The first year represents a grassroots effort to “take the pulse” of the metro area’s diverse population, use faith-themed artistic expression to transcend divisions and foster awareness, dialogue, and respect among the city’s different communities, and continue the course with monthly film screenings throughout the City.
The festival is the brainchild of LaSonya Thompson, an attorney, servant leader, and short-film producer who started the Festival to promote diversity and inclusion of faith and spirituality In the Arts. Thompson sees film and other arts as a way to engage people of different backgrounds in a discussion of “collective spirituality,” and to encourage open dialogue, cooperation, and understanding for the diversity of spiritual ideas and perspectives.
Leading a team of volunteers, Thompson patterns success models of other faith-centric festivals in the U.S., such as the International Faith & Family Film Festival in Dallas, Churches Making Movies Festival in Secaucus, Inspired Faith Film Festival in Atlanta, and the International Christian Film & Music Festival in Orlando.

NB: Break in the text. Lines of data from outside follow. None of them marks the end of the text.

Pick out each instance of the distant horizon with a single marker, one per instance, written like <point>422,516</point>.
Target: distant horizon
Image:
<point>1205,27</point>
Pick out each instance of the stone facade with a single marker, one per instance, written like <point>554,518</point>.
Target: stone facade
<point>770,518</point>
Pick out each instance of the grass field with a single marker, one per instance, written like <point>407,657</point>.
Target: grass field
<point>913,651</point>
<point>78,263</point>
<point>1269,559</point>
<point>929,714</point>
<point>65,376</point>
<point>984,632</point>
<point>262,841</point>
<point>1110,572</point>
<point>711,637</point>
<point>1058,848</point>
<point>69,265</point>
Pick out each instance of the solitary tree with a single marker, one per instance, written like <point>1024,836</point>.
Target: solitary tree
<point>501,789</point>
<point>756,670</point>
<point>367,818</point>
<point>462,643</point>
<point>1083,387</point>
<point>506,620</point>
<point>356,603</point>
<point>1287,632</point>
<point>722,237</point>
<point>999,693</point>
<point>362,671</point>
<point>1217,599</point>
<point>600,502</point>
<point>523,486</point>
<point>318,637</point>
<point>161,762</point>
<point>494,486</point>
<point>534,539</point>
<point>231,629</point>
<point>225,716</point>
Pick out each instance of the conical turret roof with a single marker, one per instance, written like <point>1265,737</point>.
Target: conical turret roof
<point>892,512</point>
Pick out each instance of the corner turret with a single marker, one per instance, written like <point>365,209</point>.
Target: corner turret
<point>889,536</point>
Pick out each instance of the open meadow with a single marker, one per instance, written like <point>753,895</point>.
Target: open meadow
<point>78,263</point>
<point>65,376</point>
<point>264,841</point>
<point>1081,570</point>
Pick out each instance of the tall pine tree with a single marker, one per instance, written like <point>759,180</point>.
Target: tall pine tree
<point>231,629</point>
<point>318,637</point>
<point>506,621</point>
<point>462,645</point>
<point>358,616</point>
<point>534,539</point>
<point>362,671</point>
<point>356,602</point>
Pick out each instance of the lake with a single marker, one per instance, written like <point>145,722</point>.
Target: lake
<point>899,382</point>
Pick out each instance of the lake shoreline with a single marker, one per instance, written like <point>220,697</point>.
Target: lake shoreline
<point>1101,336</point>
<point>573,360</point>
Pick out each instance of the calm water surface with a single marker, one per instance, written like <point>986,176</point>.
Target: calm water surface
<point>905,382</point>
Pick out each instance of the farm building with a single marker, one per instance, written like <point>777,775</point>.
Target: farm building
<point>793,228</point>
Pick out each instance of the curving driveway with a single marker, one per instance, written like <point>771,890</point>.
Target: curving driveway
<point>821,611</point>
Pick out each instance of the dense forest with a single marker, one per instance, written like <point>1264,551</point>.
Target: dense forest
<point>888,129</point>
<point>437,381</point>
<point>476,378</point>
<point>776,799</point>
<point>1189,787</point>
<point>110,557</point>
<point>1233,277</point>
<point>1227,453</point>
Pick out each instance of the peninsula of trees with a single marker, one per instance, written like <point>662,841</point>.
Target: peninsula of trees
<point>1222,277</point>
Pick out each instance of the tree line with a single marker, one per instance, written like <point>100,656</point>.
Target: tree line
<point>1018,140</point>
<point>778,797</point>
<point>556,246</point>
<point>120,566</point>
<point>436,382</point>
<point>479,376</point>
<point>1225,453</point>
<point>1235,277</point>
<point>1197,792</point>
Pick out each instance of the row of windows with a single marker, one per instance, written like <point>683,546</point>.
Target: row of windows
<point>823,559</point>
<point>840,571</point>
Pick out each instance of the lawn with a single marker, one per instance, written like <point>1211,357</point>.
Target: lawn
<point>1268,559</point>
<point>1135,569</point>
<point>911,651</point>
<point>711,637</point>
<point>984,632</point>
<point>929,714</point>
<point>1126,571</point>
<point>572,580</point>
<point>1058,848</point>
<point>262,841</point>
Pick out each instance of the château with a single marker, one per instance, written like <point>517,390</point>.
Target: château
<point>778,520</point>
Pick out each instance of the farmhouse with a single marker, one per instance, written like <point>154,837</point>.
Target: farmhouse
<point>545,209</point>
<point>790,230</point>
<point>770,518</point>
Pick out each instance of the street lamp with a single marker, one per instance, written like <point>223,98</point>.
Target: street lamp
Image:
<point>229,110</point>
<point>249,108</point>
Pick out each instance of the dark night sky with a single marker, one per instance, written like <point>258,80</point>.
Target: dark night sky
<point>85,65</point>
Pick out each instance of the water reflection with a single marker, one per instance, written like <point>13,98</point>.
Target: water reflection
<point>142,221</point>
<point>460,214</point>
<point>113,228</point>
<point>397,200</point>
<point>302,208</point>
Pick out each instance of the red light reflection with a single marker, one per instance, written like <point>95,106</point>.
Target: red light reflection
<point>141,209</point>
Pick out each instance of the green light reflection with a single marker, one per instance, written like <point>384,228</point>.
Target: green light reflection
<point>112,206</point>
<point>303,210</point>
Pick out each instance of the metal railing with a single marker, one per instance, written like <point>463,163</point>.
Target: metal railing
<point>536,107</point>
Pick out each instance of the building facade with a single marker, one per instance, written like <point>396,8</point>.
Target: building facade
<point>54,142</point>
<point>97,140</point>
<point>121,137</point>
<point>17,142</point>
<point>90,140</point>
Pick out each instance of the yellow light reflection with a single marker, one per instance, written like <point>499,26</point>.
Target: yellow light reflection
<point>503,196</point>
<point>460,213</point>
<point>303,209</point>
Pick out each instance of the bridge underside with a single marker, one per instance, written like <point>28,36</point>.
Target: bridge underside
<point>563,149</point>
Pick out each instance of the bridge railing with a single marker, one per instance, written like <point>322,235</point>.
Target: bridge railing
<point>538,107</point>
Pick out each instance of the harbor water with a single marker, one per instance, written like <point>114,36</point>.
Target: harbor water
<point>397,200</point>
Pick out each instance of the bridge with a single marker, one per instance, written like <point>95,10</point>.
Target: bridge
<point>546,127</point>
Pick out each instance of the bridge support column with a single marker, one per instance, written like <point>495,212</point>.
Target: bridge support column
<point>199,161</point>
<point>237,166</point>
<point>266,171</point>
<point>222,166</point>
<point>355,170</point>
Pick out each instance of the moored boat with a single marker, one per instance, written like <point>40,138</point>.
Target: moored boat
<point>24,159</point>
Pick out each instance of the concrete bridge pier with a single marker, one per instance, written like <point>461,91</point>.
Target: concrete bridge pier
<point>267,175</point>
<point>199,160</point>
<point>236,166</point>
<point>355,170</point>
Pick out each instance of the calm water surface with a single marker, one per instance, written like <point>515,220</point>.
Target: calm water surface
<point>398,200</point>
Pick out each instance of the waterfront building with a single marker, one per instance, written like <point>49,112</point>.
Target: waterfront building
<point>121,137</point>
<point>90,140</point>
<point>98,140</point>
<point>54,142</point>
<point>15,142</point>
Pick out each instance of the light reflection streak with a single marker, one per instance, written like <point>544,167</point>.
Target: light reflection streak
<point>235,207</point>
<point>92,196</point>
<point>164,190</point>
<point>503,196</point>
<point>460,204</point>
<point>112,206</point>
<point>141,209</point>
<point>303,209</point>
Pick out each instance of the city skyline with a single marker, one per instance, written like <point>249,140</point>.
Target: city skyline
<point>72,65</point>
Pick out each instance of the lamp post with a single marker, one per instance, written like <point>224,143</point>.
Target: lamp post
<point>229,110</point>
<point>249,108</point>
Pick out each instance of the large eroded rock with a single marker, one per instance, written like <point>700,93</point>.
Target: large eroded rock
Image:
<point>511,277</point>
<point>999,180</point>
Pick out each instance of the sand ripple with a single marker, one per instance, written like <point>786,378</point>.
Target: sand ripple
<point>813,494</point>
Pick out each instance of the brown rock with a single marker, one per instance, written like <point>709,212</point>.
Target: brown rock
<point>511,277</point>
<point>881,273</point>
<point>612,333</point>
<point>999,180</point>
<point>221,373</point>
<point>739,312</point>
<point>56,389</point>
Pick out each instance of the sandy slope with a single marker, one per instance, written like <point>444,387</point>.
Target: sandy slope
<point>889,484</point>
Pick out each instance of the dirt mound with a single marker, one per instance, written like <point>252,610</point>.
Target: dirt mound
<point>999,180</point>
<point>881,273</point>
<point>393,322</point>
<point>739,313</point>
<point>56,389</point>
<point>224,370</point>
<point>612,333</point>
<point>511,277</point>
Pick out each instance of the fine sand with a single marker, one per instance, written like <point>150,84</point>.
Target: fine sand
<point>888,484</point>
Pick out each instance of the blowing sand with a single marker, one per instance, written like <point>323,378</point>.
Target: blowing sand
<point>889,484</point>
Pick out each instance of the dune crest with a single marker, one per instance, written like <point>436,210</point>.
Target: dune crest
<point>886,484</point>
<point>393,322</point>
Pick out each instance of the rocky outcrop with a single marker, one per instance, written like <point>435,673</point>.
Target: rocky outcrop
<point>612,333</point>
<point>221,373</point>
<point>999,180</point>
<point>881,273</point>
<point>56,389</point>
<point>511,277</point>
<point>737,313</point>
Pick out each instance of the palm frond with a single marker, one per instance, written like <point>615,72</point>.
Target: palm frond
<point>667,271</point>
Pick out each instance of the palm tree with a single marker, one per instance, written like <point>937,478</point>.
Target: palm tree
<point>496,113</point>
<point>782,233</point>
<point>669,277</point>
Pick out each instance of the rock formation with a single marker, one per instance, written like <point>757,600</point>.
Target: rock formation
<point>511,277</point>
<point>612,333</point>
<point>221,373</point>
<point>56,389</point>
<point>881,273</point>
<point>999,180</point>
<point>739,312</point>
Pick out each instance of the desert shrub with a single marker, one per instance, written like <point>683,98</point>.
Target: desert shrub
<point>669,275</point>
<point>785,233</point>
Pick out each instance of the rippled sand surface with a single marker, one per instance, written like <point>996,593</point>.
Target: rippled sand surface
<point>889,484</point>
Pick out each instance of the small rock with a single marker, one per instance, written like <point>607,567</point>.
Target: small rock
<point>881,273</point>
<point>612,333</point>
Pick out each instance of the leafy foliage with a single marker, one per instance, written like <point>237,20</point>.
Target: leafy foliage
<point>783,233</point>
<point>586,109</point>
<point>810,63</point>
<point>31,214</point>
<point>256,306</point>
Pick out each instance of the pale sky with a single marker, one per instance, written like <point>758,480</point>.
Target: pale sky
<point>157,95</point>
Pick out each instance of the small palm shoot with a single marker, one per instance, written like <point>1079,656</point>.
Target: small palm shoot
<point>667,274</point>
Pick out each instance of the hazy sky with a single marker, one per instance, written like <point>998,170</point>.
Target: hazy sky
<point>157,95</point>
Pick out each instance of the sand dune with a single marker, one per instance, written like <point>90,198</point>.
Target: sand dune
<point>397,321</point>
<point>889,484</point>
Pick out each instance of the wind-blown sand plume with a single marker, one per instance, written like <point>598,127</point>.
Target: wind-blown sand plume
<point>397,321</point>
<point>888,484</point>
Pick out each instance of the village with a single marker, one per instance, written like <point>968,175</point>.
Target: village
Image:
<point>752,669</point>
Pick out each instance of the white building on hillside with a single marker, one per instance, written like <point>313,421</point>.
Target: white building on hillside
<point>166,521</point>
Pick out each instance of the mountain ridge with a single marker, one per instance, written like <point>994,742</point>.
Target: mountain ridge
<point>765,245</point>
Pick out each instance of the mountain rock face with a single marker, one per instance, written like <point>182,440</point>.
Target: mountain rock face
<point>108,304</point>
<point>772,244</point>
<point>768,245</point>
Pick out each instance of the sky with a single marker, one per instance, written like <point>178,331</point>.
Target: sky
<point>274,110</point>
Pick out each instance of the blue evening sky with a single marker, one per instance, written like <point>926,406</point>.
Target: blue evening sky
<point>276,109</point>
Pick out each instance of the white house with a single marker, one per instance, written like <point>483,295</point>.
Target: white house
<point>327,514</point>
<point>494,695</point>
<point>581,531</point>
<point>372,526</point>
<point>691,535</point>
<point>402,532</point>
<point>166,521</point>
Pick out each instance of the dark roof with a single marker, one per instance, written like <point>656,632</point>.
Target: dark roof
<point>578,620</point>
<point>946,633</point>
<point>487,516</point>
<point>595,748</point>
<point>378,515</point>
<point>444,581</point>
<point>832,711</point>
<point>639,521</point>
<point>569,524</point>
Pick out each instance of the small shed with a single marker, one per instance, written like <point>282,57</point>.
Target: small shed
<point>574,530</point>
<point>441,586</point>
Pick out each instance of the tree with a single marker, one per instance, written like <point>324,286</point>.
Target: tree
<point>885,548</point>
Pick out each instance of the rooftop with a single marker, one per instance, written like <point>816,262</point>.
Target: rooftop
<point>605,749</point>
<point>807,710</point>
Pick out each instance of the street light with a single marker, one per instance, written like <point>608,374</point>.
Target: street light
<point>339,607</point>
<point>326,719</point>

The Festival benefits from the mentoring support of the Veterans Entrepreneurial Development Initiative (VEDI), Harlem’s Women in the Black, Boss Chicks University, and Behind The Scenes.
The festival kicks off on Thursday, Nov. 29 with an “Intimate Interviews” opening night party at LMHQ in the Financial District. It continues on Friday, Nov. 30, at the WeWork Soho West screening room with master classes on directing, producing, and acting with award-winning actor and coach Marishka Phillips; screenings of the films What Happened to Girls Night? and Melinda followed by Q&As with casts and crews such as acclaimed Broadway and film actors, LaChanze, Jerome Preston Bates, Tara Wallace, and Lillias White.
Saturday, Dec. 1, features a free screening of the film Wilhemina's War, in partnership with the Amplifying Voices Initiative of the East Harlem Neighborhood Health Action Center on World AIDS Day. The festival concludes on Sunday, Dec. 2, with the world premiere of “Stop Hate With Film” programming, a library of short films at 5:00 p.m., at the ImageNation Raw Space in Central Harlem.